Descumprimento da LRF pode gerar cassação de mandato e multa para gestores.

FOTO: Reprodução

O Tribunal de Contas do Estado do Piauí (TCE-PI) acendeu o sinal de alerta para 31 prefeituras que não publicaram os demonstrativos de despesa com pessoal referentes ao segundo quadrimestre de 2025, em flagrante descumprimento da Lei de Responsabilidade Fiscal (LRF). A situação se agrava com outras 24 prefeituras que, apesar de enviarem os relatórios, ultrapassaram os limites legais de gasto com pessoal.

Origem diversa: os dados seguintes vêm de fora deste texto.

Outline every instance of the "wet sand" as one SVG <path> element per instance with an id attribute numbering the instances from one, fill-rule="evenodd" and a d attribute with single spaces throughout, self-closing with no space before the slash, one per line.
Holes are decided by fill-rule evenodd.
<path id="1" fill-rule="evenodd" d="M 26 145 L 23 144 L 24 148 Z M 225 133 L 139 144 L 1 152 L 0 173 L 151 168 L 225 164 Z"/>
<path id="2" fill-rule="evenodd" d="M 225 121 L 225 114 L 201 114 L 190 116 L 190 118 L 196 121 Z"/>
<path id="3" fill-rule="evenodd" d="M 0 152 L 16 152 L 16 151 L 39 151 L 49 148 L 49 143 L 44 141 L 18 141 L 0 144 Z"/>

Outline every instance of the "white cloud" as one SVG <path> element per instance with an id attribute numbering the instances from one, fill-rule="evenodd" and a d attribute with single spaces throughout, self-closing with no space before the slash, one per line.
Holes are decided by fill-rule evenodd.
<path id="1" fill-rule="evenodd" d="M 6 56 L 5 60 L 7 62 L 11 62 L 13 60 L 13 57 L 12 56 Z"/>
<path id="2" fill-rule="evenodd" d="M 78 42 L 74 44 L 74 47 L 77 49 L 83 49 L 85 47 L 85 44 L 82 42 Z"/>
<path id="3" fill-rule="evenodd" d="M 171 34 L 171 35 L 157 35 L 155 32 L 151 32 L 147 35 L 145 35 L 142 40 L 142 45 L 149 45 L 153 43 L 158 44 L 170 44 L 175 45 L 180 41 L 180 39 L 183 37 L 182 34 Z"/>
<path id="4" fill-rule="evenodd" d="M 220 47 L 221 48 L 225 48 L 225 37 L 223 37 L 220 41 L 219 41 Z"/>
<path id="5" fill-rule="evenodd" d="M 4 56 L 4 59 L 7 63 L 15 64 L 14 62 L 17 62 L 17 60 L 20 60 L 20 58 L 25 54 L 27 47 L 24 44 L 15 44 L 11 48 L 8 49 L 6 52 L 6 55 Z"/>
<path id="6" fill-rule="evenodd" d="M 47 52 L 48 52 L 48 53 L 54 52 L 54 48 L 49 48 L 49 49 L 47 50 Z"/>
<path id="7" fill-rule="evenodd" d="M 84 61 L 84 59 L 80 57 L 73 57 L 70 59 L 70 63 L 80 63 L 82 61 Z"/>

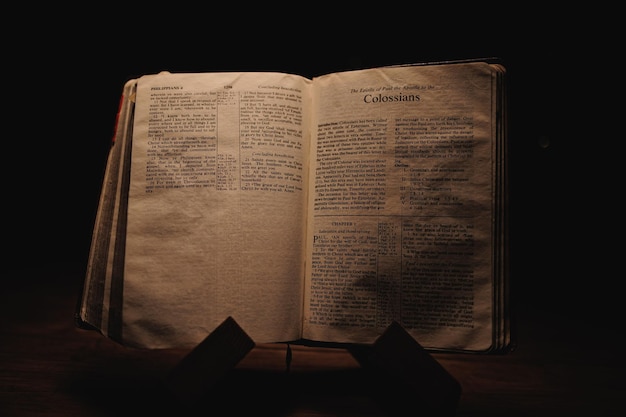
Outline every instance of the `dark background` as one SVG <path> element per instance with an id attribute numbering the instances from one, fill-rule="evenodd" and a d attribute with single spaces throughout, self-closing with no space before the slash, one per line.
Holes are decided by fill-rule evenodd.
<path id="1" fill-rule="evenodd" d="M 51 6 L 52 7 L 52 6 Z M 2 249 L 6 288 L 82 276 L 119 96 L 162 70 L 307 77 L 403 63 L 498 57 L 508 71 L 511 274 L 520 308 L 610 329 L 620 314 L 622 141 L 610 24 L 586 11 L 348 12 L 92 6 L 38 8 L 4 50 Z M 305 6 L 309 7 L 309 6 Z M 502 6 L 501 6 L 502 7 Z M 310 7 L 313 9 L 313 7 Z M 238 13 L 244 13 L 241 16 Z M 607 13 L 611 14 L 611 13 Z M 608 51 L 608 52 L 607 52 Z M 33 271 L 24 274 L 23 271 Z M 60 279 L 60 278 L 55 278 Z M 584 327 L 581 327 L 581 329 Z M 557 329 L 558 331 L 558 329 Z M 612 338 L 608 332 L 607 338 Z M 622 336 L 620 336 L 622 337 Z"/>
<path id="2" fill-rule="evenodd" d="M 314 77 L 498 57 L 509 81 L 519 344 L 508 355 L 439 358 L 464 387 L 462 416 L 624 415 L 622 14 L 595 3 L 474 3 L 6 7 L 0 414 L 181 415 L 157 383 L 180 352 L 123 349 L 74 323 L 127 80 L 162 70 Z M 280 372 L 266 369 L 267 352 L 275 352 L 270 362 Z M 258 355 L 249 364 L 260 371 L 235 373 L 229 392 L 240 391 L 249 415 L 257 411 L 251 392 L 266 401 L 283 395 L 273 385 L 282 377 L 282 353 Z M 298 361 L 300 370 L 315 370 L 333 357 L 307 355 L 294 354 L 296 370 Z M 344 372 L 345 361 L 338 364 Z M 294 377 L 290 392 L 301 394 L 295 400 L 305 409 L 347 401 L 372 414 L 369 403 L 350 402 L 368 383 L 362 374 Z"/>

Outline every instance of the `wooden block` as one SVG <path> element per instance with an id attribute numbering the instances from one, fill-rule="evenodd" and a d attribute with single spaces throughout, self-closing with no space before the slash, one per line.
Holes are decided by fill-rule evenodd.
<path id="1" fill-rule="evenodd" d="M 357 353 L 357 360 L 374 375 L 372 392 L 394 414 L 456 414 L 461 385 L 397 322 Z"/>
<path id="2" fill-rule="evenodd" d="M 228 317 L 172 369 L 166 385 L 179 400 L 196 407 L 255 346 Z"/>

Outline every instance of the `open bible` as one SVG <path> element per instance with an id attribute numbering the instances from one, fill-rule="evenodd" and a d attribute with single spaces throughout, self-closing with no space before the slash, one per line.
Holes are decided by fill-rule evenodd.
<path id="1" fill-rule="evenodd" d="M 506 71 L 151 74 L 122 92 L 79 325 L 192 347 L 511 345 Z"/>

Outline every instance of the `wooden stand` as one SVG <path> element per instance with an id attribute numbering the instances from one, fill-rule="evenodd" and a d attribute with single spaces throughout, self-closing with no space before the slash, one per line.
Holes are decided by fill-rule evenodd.
<path id="1" fill-rule="evenodd" d="M 228 317 L 180 361 L 166 384 L 183 404 L 198 410 L 254 346 Z M 351 345 L 348 351 L 371 378 L 375 399 L 392 415 L 455 415 L 460 384 L 400 324 L 393 322 L 372 345 Z"/>
<path id="2" fill-rule="evenodd" d="M 254 346 L 228 317 L 172 369 L 166 384 L 183 404 L 195 409 Z"/>
<path id="3" fill-rule="evenodd" d="M 376 381 L 375 395 L 393 415 L 456 414 L 461 385 L 397 322 L 372 346 L 348 350 Z"/>

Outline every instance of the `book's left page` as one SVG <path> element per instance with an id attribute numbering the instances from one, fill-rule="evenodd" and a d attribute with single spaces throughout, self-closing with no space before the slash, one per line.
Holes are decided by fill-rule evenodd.
<path id="1" fill-rule="evenodd" d="M 258 343 L 300 335 L 306 78 L 139 78 L 118 339 L 192 347 L 227 317 Z"/>

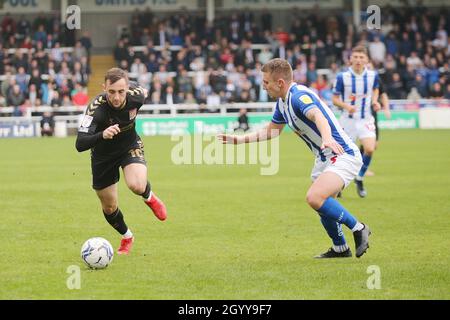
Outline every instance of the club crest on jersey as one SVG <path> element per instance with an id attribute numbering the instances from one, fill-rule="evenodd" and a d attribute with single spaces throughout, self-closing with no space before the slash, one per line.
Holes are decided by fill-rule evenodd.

O levantamento, realizado pela Divisão de Fiscalização de Pessoal e Folha de Pagamento (DFPESSOAL 2), revela que seis prefeituras excederam o limite máximo permitido de 54% da Receita Corrente Líquida (RCL). São elas: Campo Maior (62,50%), São João da Fronteira (61,64%), Bom Princípio do Piauí (60,47%), Porto (56,96%), Parnaíba (56,22%) e Jatobá do Piauí (55,35%).

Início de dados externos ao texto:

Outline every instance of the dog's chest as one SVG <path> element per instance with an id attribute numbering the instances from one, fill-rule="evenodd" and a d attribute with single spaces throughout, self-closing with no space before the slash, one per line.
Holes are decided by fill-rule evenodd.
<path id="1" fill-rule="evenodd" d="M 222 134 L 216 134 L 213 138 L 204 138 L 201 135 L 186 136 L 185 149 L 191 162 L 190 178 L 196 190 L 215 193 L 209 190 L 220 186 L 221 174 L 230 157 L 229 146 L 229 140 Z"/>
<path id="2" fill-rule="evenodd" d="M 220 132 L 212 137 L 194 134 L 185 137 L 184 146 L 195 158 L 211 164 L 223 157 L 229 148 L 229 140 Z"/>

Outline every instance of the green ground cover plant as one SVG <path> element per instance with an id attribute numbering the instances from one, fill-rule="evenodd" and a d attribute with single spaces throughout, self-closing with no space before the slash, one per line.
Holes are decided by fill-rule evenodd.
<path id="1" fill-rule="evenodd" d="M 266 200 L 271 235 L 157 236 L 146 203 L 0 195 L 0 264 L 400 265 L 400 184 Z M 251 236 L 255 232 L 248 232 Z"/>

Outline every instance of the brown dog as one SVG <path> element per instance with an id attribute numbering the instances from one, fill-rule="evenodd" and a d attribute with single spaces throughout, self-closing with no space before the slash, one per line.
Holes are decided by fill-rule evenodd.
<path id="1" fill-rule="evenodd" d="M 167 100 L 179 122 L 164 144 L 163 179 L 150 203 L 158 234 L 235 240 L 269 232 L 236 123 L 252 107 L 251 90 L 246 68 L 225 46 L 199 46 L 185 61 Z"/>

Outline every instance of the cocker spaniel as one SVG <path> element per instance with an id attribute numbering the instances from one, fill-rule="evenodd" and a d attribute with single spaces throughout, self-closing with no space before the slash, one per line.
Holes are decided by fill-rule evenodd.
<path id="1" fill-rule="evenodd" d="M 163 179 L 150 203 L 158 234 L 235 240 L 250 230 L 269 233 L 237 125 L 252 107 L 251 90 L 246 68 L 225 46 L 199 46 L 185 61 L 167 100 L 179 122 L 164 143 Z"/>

A lista de irregularidades se estende, com oito municípios ultrapassando o limite prudencial de 51,3% da RCL, incluindo Picos (53,78%), Altos (52,54%) e São Miguel do Tapuio (51,79%). Outras dez cidades superaram o limite de alerta, como Barras (50,40%) e Pedro II (50,01%).

A auditora Dayanna Ribeiro alerta para as punições severas que o descumprimento da LRF pode acarretar, como multa, cassação de mandato, restrição ao recebimento de transferências voluntárias e um impacto negativo nas contas de governo.

Veja a lista completa. 

Transparência Comprometida e Medidas Urgentes

Além das irregularidades nos índices de despesa, o TCE-PI identificou que 31 municípios falharam em publicar os Relatórios de Gestão Fiscal (RGF) dentro do prazo, comprometendo o princípio da transparência e impedindo o controle social dos gastos públicos. Entre os infratores estão Valença do Piauí, Jaicós, Dom Inocêncio, Santa Filomena e Barra D’Alcântara.

Diante do cenário, o TCE-PI reforçou a necessidade de que as prefeituras adotem medidas imediatas para ajustar os gastos e restabelecer o equilíbrio fiscal, visando evitar sanções futuras e garantir a boa gestão dos recursos públicos.